The genomic DNA sequence flanking L1 insertion positions −3 (upstream) and +8 (downstream) was retrieved to analyze the consensus sequence motif at the L1 insertion sites obtained by PolyA-seq. R package ‘Biostrings’ and ‘ggseqlogo’ were performed to generate sequence logos. The corresponding position-weighted matrix (PWM) was calculated by R package ‘seqLogo’. The motif score is defined as the sum of information content at each position.

L1 3′ Poly(A) tract analysis

To identify the 3′ Poly(A) tract additionally added to L1 intact 3′ end, we generated 200 bp Poly(A) reference sequence and BLASTN all reads with L1 insertion to such Poly(A) reference, restricting query start in read mapped to Poly(A) reference less than query start in read to Human genome to ensure that the identified Poly(A) was inserted and followed by genomic sequence at insertion junction. The default parameter ‘word_size’ of BLAST is 11, so Poly(A) size <11 was ignored accordingly.
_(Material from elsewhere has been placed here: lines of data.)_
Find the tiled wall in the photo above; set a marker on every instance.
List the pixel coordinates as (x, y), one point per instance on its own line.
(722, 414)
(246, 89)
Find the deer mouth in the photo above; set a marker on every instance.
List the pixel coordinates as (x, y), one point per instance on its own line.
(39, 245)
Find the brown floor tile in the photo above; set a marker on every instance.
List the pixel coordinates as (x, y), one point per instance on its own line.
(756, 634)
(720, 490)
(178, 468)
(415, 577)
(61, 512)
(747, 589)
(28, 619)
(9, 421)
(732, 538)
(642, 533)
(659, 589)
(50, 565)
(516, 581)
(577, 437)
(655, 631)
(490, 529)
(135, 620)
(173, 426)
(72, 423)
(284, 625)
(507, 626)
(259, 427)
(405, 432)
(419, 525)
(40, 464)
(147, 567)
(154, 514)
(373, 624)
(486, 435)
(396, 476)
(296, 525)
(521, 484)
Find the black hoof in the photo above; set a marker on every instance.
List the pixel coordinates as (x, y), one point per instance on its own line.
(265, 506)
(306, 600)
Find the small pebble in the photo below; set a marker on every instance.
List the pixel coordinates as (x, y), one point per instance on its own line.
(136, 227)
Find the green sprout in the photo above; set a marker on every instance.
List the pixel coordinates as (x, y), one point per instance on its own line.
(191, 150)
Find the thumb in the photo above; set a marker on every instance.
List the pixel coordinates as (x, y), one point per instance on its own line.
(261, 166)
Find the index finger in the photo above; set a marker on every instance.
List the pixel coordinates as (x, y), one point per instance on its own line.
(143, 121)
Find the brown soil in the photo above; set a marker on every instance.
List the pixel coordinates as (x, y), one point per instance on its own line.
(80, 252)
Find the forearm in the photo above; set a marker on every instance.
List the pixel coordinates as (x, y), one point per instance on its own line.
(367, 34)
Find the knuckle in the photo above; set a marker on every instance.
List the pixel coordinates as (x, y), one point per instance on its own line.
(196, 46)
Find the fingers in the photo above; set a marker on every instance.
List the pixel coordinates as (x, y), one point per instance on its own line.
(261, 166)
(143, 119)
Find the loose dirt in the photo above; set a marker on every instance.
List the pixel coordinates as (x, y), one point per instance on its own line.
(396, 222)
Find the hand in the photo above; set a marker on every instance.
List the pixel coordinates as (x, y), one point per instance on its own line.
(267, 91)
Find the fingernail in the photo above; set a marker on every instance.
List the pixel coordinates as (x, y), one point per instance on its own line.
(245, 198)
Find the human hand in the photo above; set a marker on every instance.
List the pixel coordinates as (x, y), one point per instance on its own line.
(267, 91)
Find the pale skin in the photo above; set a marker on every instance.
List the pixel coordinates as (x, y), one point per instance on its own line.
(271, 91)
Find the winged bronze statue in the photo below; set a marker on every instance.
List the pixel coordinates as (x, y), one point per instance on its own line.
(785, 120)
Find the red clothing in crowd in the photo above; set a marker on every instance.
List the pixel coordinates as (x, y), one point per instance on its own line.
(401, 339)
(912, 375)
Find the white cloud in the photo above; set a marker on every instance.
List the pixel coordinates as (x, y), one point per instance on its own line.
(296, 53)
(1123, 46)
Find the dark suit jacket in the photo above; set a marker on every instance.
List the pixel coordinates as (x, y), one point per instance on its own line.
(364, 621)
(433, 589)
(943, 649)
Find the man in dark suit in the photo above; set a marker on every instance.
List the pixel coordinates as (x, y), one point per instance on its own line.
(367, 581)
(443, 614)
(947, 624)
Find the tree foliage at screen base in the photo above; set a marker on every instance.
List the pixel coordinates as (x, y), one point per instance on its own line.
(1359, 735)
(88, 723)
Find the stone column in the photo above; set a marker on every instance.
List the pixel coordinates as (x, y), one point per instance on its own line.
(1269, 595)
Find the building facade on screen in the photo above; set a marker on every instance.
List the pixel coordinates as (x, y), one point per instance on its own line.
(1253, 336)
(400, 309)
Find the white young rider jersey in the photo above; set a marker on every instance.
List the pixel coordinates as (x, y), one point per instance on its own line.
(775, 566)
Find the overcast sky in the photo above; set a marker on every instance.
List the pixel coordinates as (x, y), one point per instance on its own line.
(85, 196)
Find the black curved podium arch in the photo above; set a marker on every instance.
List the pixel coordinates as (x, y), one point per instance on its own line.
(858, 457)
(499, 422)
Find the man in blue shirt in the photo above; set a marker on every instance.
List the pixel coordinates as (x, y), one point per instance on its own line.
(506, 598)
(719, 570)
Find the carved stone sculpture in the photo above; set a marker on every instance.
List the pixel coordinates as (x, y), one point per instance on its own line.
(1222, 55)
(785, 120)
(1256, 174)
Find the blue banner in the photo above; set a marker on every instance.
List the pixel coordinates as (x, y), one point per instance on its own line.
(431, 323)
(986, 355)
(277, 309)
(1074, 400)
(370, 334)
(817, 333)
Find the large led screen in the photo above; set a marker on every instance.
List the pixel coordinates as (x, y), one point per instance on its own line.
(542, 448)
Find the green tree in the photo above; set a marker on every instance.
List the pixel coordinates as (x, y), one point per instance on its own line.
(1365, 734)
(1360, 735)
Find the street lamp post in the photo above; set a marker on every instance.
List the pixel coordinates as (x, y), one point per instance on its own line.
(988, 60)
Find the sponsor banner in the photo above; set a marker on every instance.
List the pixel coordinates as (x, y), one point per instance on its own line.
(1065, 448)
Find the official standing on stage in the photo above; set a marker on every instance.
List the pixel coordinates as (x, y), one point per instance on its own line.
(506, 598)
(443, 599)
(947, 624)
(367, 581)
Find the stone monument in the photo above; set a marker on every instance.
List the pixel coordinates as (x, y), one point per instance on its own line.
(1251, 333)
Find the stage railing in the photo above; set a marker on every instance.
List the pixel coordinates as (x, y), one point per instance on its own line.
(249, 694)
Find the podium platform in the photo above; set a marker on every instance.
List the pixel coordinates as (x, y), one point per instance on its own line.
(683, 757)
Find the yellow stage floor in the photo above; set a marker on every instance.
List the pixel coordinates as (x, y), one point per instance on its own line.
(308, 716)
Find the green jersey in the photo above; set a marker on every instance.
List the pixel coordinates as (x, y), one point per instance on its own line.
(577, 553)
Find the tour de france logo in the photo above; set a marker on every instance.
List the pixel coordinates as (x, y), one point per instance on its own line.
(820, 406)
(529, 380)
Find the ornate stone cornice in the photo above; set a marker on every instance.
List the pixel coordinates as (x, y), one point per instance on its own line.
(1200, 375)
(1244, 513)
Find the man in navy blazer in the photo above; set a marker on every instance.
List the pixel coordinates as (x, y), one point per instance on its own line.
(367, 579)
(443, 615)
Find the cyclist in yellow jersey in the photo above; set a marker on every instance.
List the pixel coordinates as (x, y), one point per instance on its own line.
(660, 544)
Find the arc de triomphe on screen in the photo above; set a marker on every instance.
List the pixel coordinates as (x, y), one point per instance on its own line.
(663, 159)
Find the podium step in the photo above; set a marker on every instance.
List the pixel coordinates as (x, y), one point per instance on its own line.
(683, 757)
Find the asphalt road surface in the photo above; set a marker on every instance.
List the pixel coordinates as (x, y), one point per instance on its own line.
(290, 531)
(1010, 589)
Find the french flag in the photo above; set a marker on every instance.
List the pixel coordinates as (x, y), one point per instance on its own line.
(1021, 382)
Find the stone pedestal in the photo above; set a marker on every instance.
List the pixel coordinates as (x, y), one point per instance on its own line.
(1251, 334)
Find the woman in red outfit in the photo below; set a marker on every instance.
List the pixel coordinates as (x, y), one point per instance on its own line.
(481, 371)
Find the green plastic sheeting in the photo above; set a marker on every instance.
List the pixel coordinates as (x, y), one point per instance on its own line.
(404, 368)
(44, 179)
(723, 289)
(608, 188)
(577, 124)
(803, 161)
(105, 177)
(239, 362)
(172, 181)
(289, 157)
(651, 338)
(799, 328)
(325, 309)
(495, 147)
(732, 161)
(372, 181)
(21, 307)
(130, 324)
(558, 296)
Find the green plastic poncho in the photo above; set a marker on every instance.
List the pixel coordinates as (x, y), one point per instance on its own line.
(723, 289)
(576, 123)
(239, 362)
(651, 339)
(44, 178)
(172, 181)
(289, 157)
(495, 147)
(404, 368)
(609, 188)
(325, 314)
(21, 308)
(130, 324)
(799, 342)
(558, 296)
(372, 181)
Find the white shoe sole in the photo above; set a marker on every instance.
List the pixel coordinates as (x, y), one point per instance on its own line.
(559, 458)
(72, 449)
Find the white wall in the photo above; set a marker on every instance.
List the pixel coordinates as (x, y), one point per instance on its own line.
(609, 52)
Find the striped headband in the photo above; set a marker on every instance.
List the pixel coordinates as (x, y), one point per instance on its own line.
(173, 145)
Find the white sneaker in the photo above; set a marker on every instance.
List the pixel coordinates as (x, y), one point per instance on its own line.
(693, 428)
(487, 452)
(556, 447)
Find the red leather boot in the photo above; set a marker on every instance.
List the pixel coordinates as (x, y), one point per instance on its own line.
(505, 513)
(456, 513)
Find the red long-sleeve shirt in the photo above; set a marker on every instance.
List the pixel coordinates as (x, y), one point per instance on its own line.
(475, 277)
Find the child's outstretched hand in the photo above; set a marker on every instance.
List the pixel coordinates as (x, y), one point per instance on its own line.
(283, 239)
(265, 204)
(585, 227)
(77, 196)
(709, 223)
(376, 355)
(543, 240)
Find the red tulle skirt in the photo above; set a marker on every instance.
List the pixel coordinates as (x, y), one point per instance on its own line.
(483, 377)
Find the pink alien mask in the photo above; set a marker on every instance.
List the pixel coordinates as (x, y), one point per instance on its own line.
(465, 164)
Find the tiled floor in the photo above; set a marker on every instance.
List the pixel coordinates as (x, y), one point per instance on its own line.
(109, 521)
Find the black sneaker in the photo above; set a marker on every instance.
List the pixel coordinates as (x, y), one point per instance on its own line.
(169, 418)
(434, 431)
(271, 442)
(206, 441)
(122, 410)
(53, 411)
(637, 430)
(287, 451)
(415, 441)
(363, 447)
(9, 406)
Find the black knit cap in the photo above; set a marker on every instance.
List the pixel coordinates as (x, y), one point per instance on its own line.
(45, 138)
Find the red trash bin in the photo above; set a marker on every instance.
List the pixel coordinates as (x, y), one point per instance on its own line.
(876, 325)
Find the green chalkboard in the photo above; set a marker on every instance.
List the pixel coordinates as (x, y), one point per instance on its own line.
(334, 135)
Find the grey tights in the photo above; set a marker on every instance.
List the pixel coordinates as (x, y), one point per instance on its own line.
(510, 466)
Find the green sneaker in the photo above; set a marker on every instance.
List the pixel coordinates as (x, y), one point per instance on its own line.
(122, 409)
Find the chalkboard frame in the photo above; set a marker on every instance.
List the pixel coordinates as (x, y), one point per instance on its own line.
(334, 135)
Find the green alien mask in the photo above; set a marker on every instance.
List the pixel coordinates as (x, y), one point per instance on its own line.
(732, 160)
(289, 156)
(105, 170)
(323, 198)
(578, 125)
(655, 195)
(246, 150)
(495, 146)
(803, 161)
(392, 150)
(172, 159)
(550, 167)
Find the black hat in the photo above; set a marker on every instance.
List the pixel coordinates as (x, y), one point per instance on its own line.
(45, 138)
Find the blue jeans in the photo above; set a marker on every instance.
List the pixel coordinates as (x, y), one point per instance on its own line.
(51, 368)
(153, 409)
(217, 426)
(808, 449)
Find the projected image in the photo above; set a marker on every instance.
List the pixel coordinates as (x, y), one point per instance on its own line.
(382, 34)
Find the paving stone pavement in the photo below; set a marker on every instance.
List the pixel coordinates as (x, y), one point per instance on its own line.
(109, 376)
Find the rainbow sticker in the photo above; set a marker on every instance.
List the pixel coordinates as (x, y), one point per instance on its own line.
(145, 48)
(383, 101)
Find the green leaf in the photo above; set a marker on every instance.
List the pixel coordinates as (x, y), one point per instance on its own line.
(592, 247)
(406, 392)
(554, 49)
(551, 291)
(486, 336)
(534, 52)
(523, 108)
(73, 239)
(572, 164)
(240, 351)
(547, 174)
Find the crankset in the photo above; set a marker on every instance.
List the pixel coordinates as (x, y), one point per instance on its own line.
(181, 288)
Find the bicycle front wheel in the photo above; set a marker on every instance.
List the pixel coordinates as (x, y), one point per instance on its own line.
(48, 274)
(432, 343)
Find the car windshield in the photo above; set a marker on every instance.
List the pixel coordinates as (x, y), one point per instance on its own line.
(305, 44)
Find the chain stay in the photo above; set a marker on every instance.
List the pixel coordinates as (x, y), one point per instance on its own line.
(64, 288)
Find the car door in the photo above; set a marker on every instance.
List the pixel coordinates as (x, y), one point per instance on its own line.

The above approach was applied to PolyA-seq.

Editing efficiency analysis

Nucleotide mutations were calculated from raw sequences as previously described59,96. Briefly, sequences with mean quality score <20 and length <50 were excluded. The remained sequences were aligned to target reference sequence using BLASTN. Only sequences with alignment length >80 were considered for calculation of editing efficiency (mutation rate). The real mutations were determined by passing a Neighborhood Quality Standard (NQS) filter criterion that requires a minimum Phred score of 30 for the mutation itself, and 20 for the five adjacent bases on either side. Finally, the percentage of reads that mutated at target base site represents editing efficiency.

Data reporting

No statistical methods were used to predetermine sample size.

Reporting summary

Further information on research design is available in the Nature Research Reporting Summary linked to this article.